My dad sent me an article a few years ago, from way back in 2003, that Tom Verducci wrote about Henderson refusing to hang up his cleats, still playing independent league ball for a team in Newark, NJ.
It was equally funny and sad. Henderson was the kind of guy you could tell didn't know what to do with himself besides play baseball. He would do whatever it took to be involved in the game somehow, someway- even if it meant schlubbing around in a beatup coach bus, playing with a bunch of kids who weren't even born when he was setting single season steals records, and setting the record for all time.
In a sport full of true greats- Mays, Mantle, Aaron, Williams, Ruth- Rickey carved out his own niche, blending skill with charisma in a way that left his mark forever. His 81 leadoff home runs. His 1,406 stolen bases. His Hall of Fame induction on the first ballot. These aren’t just stats- they are statements of a man who lived for greatness, who chased it down and made it his own.

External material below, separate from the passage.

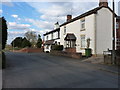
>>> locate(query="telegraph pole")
[112,0,115,64]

Bill James, the father of modern baseball analysis, once said that "if you could split Rickey into two players, you’d have two Hall of Famers." It’s hard to imagine a more fitting tribute to a man who did everything at an elite level.
I think this sums up Henderson perfectly, and is how we should remember him-
Here's an awesome article Peter Gammons wrote for Sports Illustrated during Henderson's MVP 1990 season.
Here's a great documenatry on Rickey's life and career.
Here are some great Rickey tributes and stories -
Rickey's HOF Induction Speech
Some of the best Henderson stories from over the years -
– In the early 1980s the A’s couldn’t balance their accounts until they discovered Henderson had failed to cash a $1 million check, instead framing it on his wall at home. A’s insiders insist this did happen. Henderson also sat on a reported six-figure check during his time with the Yankees, saying at the time there was no problem, he was just “waiting for the money market rates to go up” before cashing it.
– Henderson played for the Mariners in 2000 and, according to legend, walked up to John Olerud at the batting cage and asked the Seattle first baseman why he wore a batting helmet in the field. Olerud explained he suffered a brain aneurysm as a college player at Washington State and wore the helmet for protection and Henderson responded, “Yeah, I used to play with a guy that had the same thing.” Olerud, who previously was Henderson’s teammate with the Mets and the Blue Jays, said, “Yeah, that was me.” Both players say the exchange never happened, but wished it had.
– A major star since the early 1980s, Henderson was known for using fake names when he checked into hotels around the league to avoid attracting attention from fans and the media. One of the names he used: Richard Pryor.
— Henderson complained a lot about being underpaid. His recourse often was be the last player on the team to report to spring training. He also once told reporters, “If they’re going to pay me like (light-hitting middle infielder Mike) Gallego, I’m going to play like Gallego.”
- In 2003, at the age of 44, Henderson turned a stint with the independent league Newark Bears into a 30-game run with the Los Angeles Dodgers. In what turned out to be his final game in the majors, Henderson pinch hit against the Giants and scored a run after being hit with a pitch thrown by reliever Jason Christiansen.
Rickey being Rickey, he didn’t officially accept he was retired until he was named the Mets first-base coach in 2007 – the same year A’s then-general manager Billy Beane, a former teammate, said earlier in the spring he’d consider activating Henderson for a day when the rosters expanded at the end of the season so he could end his career as an Athletic.
But even at the age of 48, Henderson left open the door for a potential return to the field when he took the Mets coaching job.
“If it was a situation where we were going to win the World Series and I was the only player that they had left, I would put on the shoes,” Henderson told reporters. “I haven’t submitted retirement papers to MLB, but I think MLB already had their papers that I was retired.”